The turmoil in May’s government over Brexit has erupted as U.S. President Donald Trump began a four-day visit to Britain Thursday and nine months before the U.K.’s departure from the EU.

Trump did not exactly give May’s plans a ringing endorsement. The U.S. leader said at a NATO summit in Brussels that it seemed as if the U.K. was “getting at least partially involved back with the European Union.”

“I don’t know if that is what they voted for,” he said.

May insisted her plan was exactly what Britons had voted for in a 2016 EU membership referendum.

“They voted for us to take back control of our money, our law and our borders,” she said. “That is exactly what we will do.”

Newly appointed Brexit Secretary Dominic Raab said the plans called for an “innovative and unprecedented economic partnership” between Britain and the EU.

Britain is currently part of the EU’s single market—which allows for the frictionless flow of goods and services among the 28 member states—and its tariff-free customs union for goods. That will end after the U.K. leaves the bloc in March. The plans laid out Thursday in a 98-page government paper give Britain’s most detailed answer yet to the question of what will replace them.

Under the blueprint, Britain would stick to a “common rulebook” with the EU for goods and agricultural products in return for free trade, without tariffs or border customs checks. Such a resolution would avoid disruption to automakers and other manufacturers that source parts from multiple countries.

The government said Britain would act “as if in a combined customs territory” with the EU, using technology at its border to determine whether goods from third countries were bound for Britain or the EU, and charging the appropriate tariffs in those cases.

Britain says that will solve the problem of maintaining an open border between Northern Ireland, which is part of the U.K., and EU member Ireland.
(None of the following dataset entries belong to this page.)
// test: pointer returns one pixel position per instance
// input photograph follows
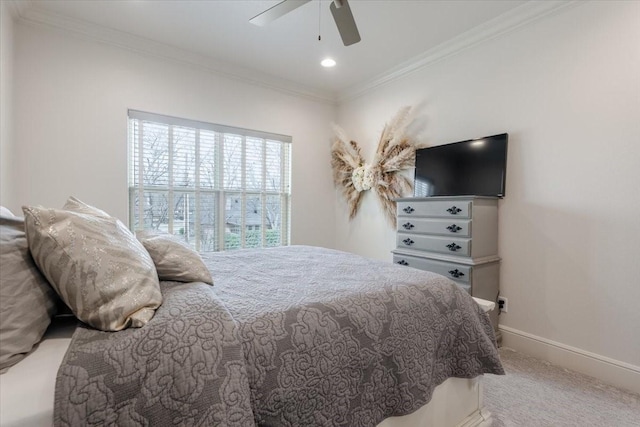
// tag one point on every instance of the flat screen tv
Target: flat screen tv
(476, 167)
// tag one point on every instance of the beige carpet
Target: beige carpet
(535, 393)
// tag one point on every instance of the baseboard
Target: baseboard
(610, 371)
(480, 418)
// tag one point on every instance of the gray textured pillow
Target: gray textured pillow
(174, 260)
(27, 302)
(96, 265)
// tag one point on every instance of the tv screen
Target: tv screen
(476, 167)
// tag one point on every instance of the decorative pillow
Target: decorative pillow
(6, 212)
(76, 205)
(96, 265)
(174, 260)
(27, 302)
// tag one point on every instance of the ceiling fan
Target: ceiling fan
(339, 9)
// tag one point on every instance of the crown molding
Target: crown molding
(39, 17)
(503, 24)
(18, 8)
(29, 13)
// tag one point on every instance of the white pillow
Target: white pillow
(96, 265)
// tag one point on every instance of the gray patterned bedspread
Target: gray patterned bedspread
(291, 336)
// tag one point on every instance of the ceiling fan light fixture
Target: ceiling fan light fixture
(328, 63)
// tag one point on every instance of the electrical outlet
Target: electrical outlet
(502, 304)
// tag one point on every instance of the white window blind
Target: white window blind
(217, 187)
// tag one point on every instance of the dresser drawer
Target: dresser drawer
(436, 208)
(457, 272)
(446, 227)
(445, 245)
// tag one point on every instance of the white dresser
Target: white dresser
(456, 237)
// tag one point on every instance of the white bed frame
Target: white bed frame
(27, 390)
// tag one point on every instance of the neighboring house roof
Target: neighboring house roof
(234, 214)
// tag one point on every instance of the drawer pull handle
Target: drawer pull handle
(453, 247)
(454, 210)
(456, 273)
(454, 228)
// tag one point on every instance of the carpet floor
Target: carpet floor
(535, 393)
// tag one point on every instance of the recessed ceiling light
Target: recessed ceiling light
(328, 62)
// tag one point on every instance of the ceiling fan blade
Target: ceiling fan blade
(277, 11)
(344, 21)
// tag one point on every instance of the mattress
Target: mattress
(27, 388)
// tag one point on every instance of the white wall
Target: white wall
(71, 101)
(6, 100)
(567, 90)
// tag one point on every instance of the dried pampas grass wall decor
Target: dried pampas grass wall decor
(395, 153)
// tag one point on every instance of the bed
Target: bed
(289, 336)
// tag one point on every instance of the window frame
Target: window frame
(136, 187)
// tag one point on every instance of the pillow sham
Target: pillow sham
(27, 301)
(174, 260)
(96, 266)
(75, 205)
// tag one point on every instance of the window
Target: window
(216, 187)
Free trade would not apply to services, which account for 80 per cent of the British economy. The government said that would give Britain “freedom to chart our own path,” though it would mean less access to EU markets than there is now.

The plan also seeks to keep Britain in major EU agencies, including the European Aviation Safety Agency, the European Medicines Agency and the police agency Europol.
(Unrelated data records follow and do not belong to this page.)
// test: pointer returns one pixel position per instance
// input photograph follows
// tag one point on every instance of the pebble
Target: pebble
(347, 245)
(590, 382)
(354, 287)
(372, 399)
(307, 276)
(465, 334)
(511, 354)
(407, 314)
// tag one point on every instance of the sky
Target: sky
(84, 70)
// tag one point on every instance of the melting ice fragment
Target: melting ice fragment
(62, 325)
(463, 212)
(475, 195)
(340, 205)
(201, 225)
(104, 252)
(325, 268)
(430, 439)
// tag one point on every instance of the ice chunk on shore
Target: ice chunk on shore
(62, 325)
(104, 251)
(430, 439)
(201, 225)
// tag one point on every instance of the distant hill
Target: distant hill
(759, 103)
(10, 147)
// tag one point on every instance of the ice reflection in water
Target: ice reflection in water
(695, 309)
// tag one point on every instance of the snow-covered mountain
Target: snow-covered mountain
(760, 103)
When the U.K. leaves the EU, it will end the automatic right of EU citizens to live and work in Britain. But Britain said EU nationals should be able to travel visa-free to Britain for tourism or “temporary business,” and there should be measures allowing young people and students to work and study in Britain.
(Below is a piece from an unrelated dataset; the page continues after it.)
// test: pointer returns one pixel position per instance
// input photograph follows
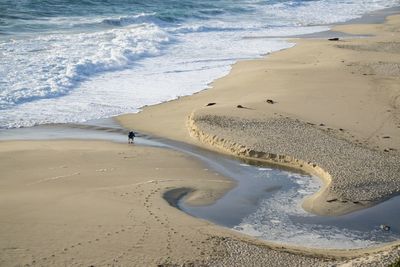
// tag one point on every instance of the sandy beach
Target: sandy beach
(330, 108)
Other elements likely to anger Brexit-backers are Britain’s willingness to pay the EU for access to certain agencies and the suggestion some EU citizens could continue to work in Britain visa-free.

And while Britain will no longer fall under the jurisdiction of the European Court of Justice—a longtime bugbear of Brexit supporters—British courts would “pay due regard” to European court case law in relevant cases under the proposals.

Pro-Brexit Conservative lawmaker Jacob Rees-Mogg colorfully described the plan as “the greatest vassalage since King John paid homage to Phillip II at Le Goulet in 1200.”

Pro-EU lawmakers, in contrast, think the proposed post-Brexit ties with the bloc are not close enough.

The proposals also may fall foul of the EU’s insistence that the U.K cannot “cherry pick” the benefits of EU membership, such as access to the single market, without accepting the responsibilities, including free movement.

EU chief negotiator Michel Barnier has warned Britain the bloc won’t let its single market be treated like a “big supermarket.”